Fortunately we got the timing right to hit the ridge near sunrise, and get some shots at the base of the spur with strong warm light pouring across the face. The spindrift was blowing about in eddies though and every few minutes I had to get out a cloth to clean and dry the lens out. There were other teams on the route and so I was moving around trying to get shots of my team, whilst neither compromising other teams movement nor getting them in the frame! Above us two teams were getting channelled into the same mixed gully of the normal route.
View up the mixed ground – Valentine heading up and then off left as one can make out another two parties straight up.

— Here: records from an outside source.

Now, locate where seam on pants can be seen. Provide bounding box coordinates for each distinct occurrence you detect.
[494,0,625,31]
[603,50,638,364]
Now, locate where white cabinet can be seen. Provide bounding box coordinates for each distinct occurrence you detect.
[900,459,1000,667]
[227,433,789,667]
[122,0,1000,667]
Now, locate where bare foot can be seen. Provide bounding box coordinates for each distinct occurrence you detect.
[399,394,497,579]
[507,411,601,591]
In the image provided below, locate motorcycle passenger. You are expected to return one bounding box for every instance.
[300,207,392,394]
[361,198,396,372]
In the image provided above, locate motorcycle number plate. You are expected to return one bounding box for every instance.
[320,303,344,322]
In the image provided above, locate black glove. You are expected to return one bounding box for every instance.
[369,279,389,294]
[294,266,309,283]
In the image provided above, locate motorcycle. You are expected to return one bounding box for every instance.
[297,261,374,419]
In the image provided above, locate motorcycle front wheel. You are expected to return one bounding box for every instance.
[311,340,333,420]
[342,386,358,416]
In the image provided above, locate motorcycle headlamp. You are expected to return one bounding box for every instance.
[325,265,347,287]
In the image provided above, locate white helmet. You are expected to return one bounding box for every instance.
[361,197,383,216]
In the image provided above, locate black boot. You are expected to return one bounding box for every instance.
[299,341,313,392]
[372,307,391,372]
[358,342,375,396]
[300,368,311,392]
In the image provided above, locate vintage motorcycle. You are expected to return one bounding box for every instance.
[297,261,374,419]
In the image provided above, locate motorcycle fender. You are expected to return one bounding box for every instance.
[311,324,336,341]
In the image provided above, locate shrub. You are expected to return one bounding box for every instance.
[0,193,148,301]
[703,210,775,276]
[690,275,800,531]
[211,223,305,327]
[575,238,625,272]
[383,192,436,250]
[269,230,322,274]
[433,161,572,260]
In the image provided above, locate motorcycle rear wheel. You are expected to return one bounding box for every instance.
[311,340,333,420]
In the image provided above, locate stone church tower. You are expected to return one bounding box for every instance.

As I remembered the rock on this route doesn’t yield many belays and I could see we would end up having to move slowly and have difficulty keeping clear of other people. Way off to the left of the route I spotted a series of much steeper ice runnels that had a little more east face in them and looked like they would be catching the sun for another hour or so. We moved up and over the base of these and were back on our own.
It looked like the perfect place to shoot some images of the team on steeper mixed terrain. I tied into the 30m rope I had bought for myself and got Valentine to belay me up the first pitch. I had expected it to be straight forwards, giving me lots of time to then pull up my rope, abseil back down on a fixed line so I could jumar up the rope taking photos beside Valentine as she led the pitch. Time was critical as the sun was steadily moving round and off the runnels, and the shots I had visualised wouldn’t be possible.
Valentine leading up the goulotte.
In the end I found the ice to be much less helpful than I had expected and I found myself groping at the rock slabs underneath. I inched my way up ripping off most of the hollow crud that I had mistaken for névé. For nearly and hour we had been relatively sheltered from the spindrift, but then all of a sudden it began again. Wave after wave poured down with enough vigour to unbalance me at the wrong moment. I put my hood up, cinched my sleeves but it soon filled in behind my sunglasses, down my neck and into my mouth. To top off the situation the pitch was pretty poorly protected – the ice was too hollow to take screws, but underneath was 80 degree granite slabs with blind icy cracks in the corners! I was very relieved to find a belay spot, but it took me at least twenty minutes to dig out some usable protection – a thoroughly Scottish experience!
I had taken much longer than hoped so the lighting for Valentine’s lead had moved beyond optimal which was frustrating. More so was the deluges of spindrift that made shooting much of her lead impossible as the lens got wet between every shot. By the time it came to Victor seconding the pitch the spindrift had become nearly continuous. However I managed to find just enough shelter inside my jacket for a few minutes to dry the lens out with a cloth. I then descended back down to beside him and shot at arms length using my whole body as an umbrella for the camera. My body began to cramp up from trying to jumar the rope with one hand whilst twisting my body round over the camera in my other hand. Nevertheless I got lucky and kept the lens clean for enough time to yield a few images that I find quite exciting. It is moments like these that you can not really plan for or stage on a shoot. When they come at you the best you can do is embrace the moment and keep on shooting no matter what!